Con estos detalles en la mente, se resolvió a averiguar lo que pudiera sobre el lugar. Quizás hasta podría descubrir algún medio de acelerar el proceso...

En cuanto hubo comido, Wentik fue otra vez al pequeño prado de la parte posterior de la prisión. En ese momento estaba tan silencioso como el resto del edificio. La mesa que se había usado en su interrogatorio había sido arrastrada hasta la pared y permanecía allí en solitaria quietud, con la mano sintética relajada y apuntando hacia la cárcel fláccidamente.

Wentik contempló el miembro irónicamente, recordando cómo su siniestro surrealismo había llegado a obsesionarlo al principio. Pasó los dedos por las lisas líneas de la mano, y le alarmó un poco encontrar que estaba caliente, muy probablemente por su exposición al sol. No obstante, el descubrimiento lo intranquilizó.

En las primeras ocasiones que había intentado averiguar el funcionamiento de la mano, Wentik había estado limitado por la presencia de Astourde. Aún no tenía idea de cómo funcionaban los mandos, aunque por fuerza debía existir un control dactilar a lo largo del borde trasero de la mesa. Wentik se inclinó y observó el borde.

Al instante, vio una pequeña placa metálica fijada en la madera. En ella se hallaban repujadas las palabras:

Companhía Siderúrgica Nacional. VOLTA REDONDA

Poder Directo

Puso las palmas de las manos sobre la mesa y dejó caer los pulgares, como Astourde había hecho siempre. Por un segundo o dos estuvo tanteando, hasta encontrar el lugar adecuado. Si apretaba ambas manos a la vez caía una palanca... y la mano se ponía rígida. Apretando la palanca, la mano empezaba a pinchar el aire.

El movimiento le fascinaba igual que siempre, la mano moviéndose hacia adelante y hacia atrás como la cabeza de un ave zancuda.

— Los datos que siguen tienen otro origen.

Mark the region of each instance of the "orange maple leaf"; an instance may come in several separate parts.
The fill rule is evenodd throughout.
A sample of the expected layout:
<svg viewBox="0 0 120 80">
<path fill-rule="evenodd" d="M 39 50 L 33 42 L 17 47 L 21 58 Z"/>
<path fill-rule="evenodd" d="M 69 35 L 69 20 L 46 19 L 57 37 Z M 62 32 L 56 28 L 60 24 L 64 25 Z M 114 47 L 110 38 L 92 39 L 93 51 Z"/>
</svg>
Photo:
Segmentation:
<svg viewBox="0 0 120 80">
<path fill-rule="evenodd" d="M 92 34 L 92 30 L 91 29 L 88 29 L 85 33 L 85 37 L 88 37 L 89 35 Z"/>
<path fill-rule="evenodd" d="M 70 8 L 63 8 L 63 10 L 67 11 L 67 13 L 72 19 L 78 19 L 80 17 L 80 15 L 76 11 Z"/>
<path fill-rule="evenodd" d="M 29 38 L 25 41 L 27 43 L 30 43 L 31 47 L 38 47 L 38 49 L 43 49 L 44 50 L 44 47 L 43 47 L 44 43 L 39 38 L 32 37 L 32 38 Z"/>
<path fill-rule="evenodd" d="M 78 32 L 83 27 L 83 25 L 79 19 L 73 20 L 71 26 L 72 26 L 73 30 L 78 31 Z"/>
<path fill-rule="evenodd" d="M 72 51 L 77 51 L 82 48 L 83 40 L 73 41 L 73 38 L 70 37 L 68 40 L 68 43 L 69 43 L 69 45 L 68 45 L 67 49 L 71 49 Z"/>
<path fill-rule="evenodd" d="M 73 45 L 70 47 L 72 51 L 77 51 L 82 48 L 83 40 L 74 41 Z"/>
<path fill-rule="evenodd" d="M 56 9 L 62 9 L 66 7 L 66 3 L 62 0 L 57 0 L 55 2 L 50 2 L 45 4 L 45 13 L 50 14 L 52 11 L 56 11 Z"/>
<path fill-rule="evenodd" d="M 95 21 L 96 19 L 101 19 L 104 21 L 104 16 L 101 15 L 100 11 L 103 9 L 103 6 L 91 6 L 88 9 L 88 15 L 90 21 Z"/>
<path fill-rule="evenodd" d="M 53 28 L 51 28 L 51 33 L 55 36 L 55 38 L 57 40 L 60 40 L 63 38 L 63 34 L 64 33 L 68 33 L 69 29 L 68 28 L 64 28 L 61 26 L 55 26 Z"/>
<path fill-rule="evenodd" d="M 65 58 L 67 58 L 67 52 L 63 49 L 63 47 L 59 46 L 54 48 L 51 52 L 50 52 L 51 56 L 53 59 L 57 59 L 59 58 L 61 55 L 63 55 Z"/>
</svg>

Con las manos en la superficie de la mesa, Wentik sentía la vibración del movimiento. Alzó las manos y el miembro se detuvo. Satisfecho, dio media vuelta. Era un simple artilugio, al fin y al cabo, y cualquiera podía manejarlo.

Se alejó de la mesa, atravesó el prado y salió a la llanura. El sol empezaba a descender en el cielo, pero el ocaso no llegaría hasta dentro de dos horas. La temperatura era elevada, con seguridad que muy por encima de los treinta grados.